Une figure suédoise démissionne après la révélation de liens avec Jeffrey Epstein

L’affaire Epstein continue de secouer le monde politique et médiatique, en touchant même des personnalités suédoises. Joanna Rubinstein, présidente du Haut Commissariat des Nations Unies pour les droits de l’homme en Suède, a été contrainte de quitter ses fonctions après la divulgation de documents détaillant ses relations avec le milliardaire Jeffrey Epstein, accusé de pédocriminalité. Ces informations ont émergé suite à la diffusion par les autorités américaines de trois millions de pages liées à l’affaire, révélant des connexions inquiétantes entre des individus influents et l’ex-magnat.

Dans un communiqué, le HCR suédois a confirmé que Rubinstein avait choisi de démissionner après les révélations publiées dans la presse cette semaine. Selon son porte-parole, Daniel Axelsson, ni l’organisation ni son conseil d’administration n’étaient informés des activités de la présidente concernant Epstein. En 2012, Rubinstein avait visité l’île privée d’Epstein avec sa famille et avait exprimé sa gratitude via un courriel, décrivant le séjour comme « agréable ». À l’époque, Epstein était déjà condamné pour des actes de violences sexuelles, ce que Rubinstein a reconnu lors d’une interview.

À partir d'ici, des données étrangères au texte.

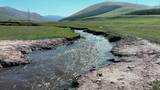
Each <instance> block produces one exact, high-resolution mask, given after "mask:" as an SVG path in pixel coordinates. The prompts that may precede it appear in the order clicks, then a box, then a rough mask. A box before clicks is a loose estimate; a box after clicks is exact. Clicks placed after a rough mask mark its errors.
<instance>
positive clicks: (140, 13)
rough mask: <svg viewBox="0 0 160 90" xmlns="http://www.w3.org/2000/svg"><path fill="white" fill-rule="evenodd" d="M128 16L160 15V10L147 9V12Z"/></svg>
mask: <svg viewBox="0 0 160 90" xmlns="http://www.w3.org/2000/svg"><path fill="white" fill-rule="evenodd" d="M128 15H160V8H157V9H147V10H137V11H134V12H131V13H128Z"/></svg>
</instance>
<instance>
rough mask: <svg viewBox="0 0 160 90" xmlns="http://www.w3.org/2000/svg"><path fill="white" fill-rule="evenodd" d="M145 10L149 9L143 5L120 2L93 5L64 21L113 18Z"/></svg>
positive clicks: (148, 6) (69, 17) (78, 12)
mask: <svg viewBox="0 0 160 90" xmlns="http://www.w3.org/2000/svg"><path fill="white" fill-rule="evenodd" d="M147 8H150V7H149V6H145V5H139V4H131V3H122V2H104V3H99V4H95V5H93V6H90V7H88V8H86V9H84V10H81V11H79V12H77V13H76V14H74V15H72V16H70V17H68V18H66V19H64V20H82V19H85V18H97V17H115V16H119V15H123V14H126V13H130V12H132V11H136V10H143V9H147Z"/></svg>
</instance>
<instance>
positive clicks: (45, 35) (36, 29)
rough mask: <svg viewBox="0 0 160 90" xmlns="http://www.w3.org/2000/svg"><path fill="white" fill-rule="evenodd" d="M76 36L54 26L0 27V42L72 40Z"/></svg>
mask: <svg viewBox="0 0 160 90" xmlns="http://www.w3.org/2000/svg"><path fill="white" fill-rule="evenodd" d="M77 35H78V34H76V33H74V32H73V31H71V30H70V29H69V28H59V27H55V26H51V25H50V26H47V25H39V26H25V25H24V26H18V25H16V26H15V25H13V26H6V25H0V40H35V39H50V38H72V37H75V36H77Z"/></svg>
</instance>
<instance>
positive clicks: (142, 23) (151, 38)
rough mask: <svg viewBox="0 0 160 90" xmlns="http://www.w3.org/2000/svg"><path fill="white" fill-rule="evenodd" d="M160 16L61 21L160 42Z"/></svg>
mask: <svg viewBox="0 0 160 90" xmlns="http://www.w3.org/2000/svg"><path fill="white" fill-rule="evenodd" d="M159 23H160V16H143V15H141V16H124V17H117V18H110V19H107V18H101V19H100V20H99V18H95V19H94V20H86V21H74V22H73V21H72V22H67V21H66V22H62V23H60V24H61V25H63V26H72V27H78V28H89V29H90V30H94V31H101V32H105V33H112V34H117V35H121V36H133V37H140V38H144V39H148V40H150V41H153V42H157V43H160V25H159Z"/></svg>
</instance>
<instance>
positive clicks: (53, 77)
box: [0, 30, 113, 90]
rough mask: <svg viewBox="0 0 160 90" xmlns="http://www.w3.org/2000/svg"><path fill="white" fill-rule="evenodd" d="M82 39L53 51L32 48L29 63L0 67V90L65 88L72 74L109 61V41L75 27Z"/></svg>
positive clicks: (106, 39) (27, 56)
mask: <svg viewBox="0 0 160 90" xmlns="http://www.w3.org/2000/svg"><path fill="white" fill-rule="evenodd" d="M75 32H76V33H79V34H80V35H81V37H82V38H81V39H79V40H77V41H75V42H74V43H72V44H68V45H63V46H60V47H58V48H54V49H52V50H43V51H34V52H32V53H29V54H28V55H27V57H28V58H29V59H30V60H31V62H30V64H28V65H25V66H17V67H11V68H6V69H2V70H1V71H0V90H64V89H74V88H71V83H72V80H73V77H75V76H78V75H81V74H84V73H86V72H88V71H89V70H90V69H91V68H93V67H94V68H96V69H98V68H101V67H104V66H106V65H108V64H110V63H111V62H110V61H109V59H112V58H113V55H112V54H111V53H110V51H111V49H112V45H111V43H109V41H108V40H107V39H106V38H105V37H103V36H96V35H93V34H90V33H87V32H83V31H80V30H76V31H75Z"/></svg>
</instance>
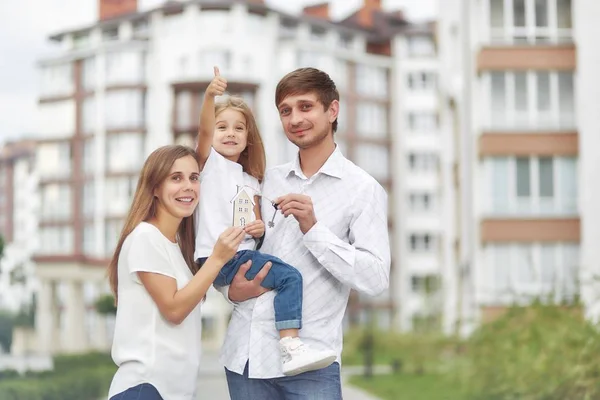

Les documents révèlent également des liens entre Epstein et plusieurs Suédoises. Barbro Ehnbom, une femme d’affaires bien connectée, avait organisé des rencontres entre l’individu et des femmes dans un appartement de luxe à New York. Selon les échanges épistolaires, la tenue exigée était « jambes nues », une pratique qui a suscité des inquiétudes. Epstein avait également fait des dons significatifs à la bourse d’études pour femmes de l’École d’économie de Stockholm, dont les fondations ont minimisé leur relation après le scandale.

Parallèlement, la presse suédoise a relancé l’attention sur un autre élément : les fréquentations de la princesse Sofia par Epstein au début des années 2000. À l’époque, elle n’était pas encore membre de la famille royale et vivait à New York. C’est via le réseau de Barbro Ehnbom que l’actuelle épouse du prince Carl Philip a été mise en contact avec Epstein. L’affaire a révélé des liens étranges entre des personnalités influentes et un individu accusé d’abus sur des mineurs, soulevant des questions sur les cercles de pouvoir et la manière dont ces relations ont pu rester cachées pendant si longtemps.

Ces révélations soulèvent des interrogations sur la responsabilité de ceux qui ont eu connaissance du passé criminel d’Epstein mais n’ont pas agi pour empêcher ses actions. L’écho international de cette affaire rappelle les dangers d’un système où le pouvoir et l’argent peuvent étouffer les vérités, même lorsqu’elles concernent des crimes graves contre des enfants.